The current statistical evidence confirms that the emergency that prompted the enactment of Section 5 has long since passed. By 2006, the voter registration rates for blacks in Alabama, Louisiana, and Mississippi had jumped to 71.8%, 66.9%, and 72.2%, respectively…

This is not to say that voter discrimination is extinct… But the existence of discrete and isolated incidents of interference with the right to vote has never been sufficient justification for the imposition of Section 5’s extraordinary requirements.”

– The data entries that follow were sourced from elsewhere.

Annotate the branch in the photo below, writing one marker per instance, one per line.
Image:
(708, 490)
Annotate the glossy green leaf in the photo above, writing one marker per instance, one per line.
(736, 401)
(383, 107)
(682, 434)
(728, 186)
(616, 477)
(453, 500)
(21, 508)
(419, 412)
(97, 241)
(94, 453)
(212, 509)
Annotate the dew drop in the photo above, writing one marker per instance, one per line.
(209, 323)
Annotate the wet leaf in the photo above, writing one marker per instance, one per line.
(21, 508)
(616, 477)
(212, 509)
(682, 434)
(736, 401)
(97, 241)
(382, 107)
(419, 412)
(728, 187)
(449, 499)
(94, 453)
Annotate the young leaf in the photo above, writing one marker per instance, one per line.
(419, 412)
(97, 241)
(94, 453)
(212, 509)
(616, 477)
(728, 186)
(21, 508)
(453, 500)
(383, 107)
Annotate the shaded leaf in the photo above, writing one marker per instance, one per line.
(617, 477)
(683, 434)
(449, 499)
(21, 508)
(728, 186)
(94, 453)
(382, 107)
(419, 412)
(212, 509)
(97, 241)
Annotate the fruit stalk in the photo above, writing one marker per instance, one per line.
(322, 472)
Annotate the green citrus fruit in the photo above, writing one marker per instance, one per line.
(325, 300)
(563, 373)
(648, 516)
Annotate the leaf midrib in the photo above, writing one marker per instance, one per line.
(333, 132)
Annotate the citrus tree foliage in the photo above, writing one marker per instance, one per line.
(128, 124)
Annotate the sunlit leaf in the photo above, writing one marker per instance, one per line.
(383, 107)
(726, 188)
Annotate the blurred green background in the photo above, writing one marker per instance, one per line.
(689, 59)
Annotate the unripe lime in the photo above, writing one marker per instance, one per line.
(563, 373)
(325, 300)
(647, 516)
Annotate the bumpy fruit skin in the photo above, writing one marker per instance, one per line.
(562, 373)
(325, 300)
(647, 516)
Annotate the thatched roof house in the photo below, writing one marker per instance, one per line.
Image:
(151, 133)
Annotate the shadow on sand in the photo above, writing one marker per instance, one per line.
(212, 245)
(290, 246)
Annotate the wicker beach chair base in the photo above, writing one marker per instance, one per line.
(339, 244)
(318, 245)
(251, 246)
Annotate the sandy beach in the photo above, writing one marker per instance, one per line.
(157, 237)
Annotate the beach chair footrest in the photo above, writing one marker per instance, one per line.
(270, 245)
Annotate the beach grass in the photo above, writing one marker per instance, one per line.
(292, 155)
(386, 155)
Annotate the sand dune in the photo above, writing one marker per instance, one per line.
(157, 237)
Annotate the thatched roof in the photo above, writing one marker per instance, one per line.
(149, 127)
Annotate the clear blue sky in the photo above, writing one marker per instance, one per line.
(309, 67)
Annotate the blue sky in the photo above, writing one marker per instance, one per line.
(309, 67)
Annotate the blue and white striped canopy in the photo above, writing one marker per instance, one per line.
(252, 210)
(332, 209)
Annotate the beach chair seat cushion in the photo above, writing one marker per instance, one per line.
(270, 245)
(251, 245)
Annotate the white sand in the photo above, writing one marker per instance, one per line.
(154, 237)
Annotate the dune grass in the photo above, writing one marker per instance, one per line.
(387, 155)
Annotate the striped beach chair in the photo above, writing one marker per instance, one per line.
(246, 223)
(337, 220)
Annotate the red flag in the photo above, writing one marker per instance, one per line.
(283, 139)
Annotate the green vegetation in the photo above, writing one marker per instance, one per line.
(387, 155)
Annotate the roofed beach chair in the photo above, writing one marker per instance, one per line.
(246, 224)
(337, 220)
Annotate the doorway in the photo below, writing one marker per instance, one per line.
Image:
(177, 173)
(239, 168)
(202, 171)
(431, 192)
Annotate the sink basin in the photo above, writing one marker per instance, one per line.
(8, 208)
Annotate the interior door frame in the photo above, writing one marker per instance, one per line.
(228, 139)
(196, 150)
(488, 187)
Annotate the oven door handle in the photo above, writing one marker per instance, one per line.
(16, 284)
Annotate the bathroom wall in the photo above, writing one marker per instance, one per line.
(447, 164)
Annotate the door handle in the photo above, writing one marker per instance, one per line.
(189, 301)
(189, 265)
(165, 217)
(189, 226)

June 22, 2009 - Northwest Austin Municipal Utility District Number One v. Holder, Attorney General, et al

Con

Abigail Thernstrom, PhD, Senior Fellow at the Manhattan Institute, and Edward Blum, JD, wrote in their July 17, 2005 article titled “Do the Right Thing,” in the Wall Street Journal:

“The immediate issue is the reauthorization of the ’emergency’ provisions of the 1965 Voting Rights Act – provisions such as preclearance that constitute such a radical, unprecedented intrusion into state electoral prerogatives that they were originally designed to expire in 1970. Repeatedly extended, they are now due to die on Aug. 6, 2007…

[‘Max-black’ districts were created] to protect black (and after 1975, Hispanic) candidates from white competition, to promote minority office-holding in proportion to the minority population – which was viewed as racially ‘fair.’ The result: racial gerrymandering so egregious as to create bug-splat districts that, in the words of the Supreme Court, reinforced ‘the perception that members of the same racial group – regardless of their age, education, economic status, or the community in which they live – think alike.’…

If the preclearance provision is extended once again, the unelected Justice Department attorneys will retain their extraordinary and, by now, constitutionally questionable power to insist on race-conscious districting… Preclearance is no longer defensible…

[T]he opportunities for mischief using the Voting Rights Act are only growing… In coming years, the statute is… likely to become a handy tool to push partisan as well as racial redistricting.”

July 17, 2005

Con

Mark A. Levin, JD, Director of the Center for Effective Justice at the Texas Public Policy Foundation, wrote in his Jan. 13, 2004 article titled “Ruling Justly; Texas Case a Victory for Equal Rights,” in the Washington Times:

“[T]he purpose of the Voting Rights Act was to ensure that minorities, and in particular blacks, were not denied the right to vote either through prohibition or thinly veiled discriminatory measures such as poll taxes and literacy tests. Unfortunately, the act has been misconstrued by some federal courts to guarantee that racial minorities live in districts where the candidate of their choice will always be elected…

No one should have a right, by virtue of their race or ethnicity, to live in a district in which the candidate of their choice always wins. No such special treatment has been accorded to religious minorities, gays, or other types of minorities. At most, the Voting Rights Act sought to give blacks this special right temporarily to compensate for years of disenfranchisement, but Jim Crow laws are history and the act should be clarified to reflect societal progress on civil rights.”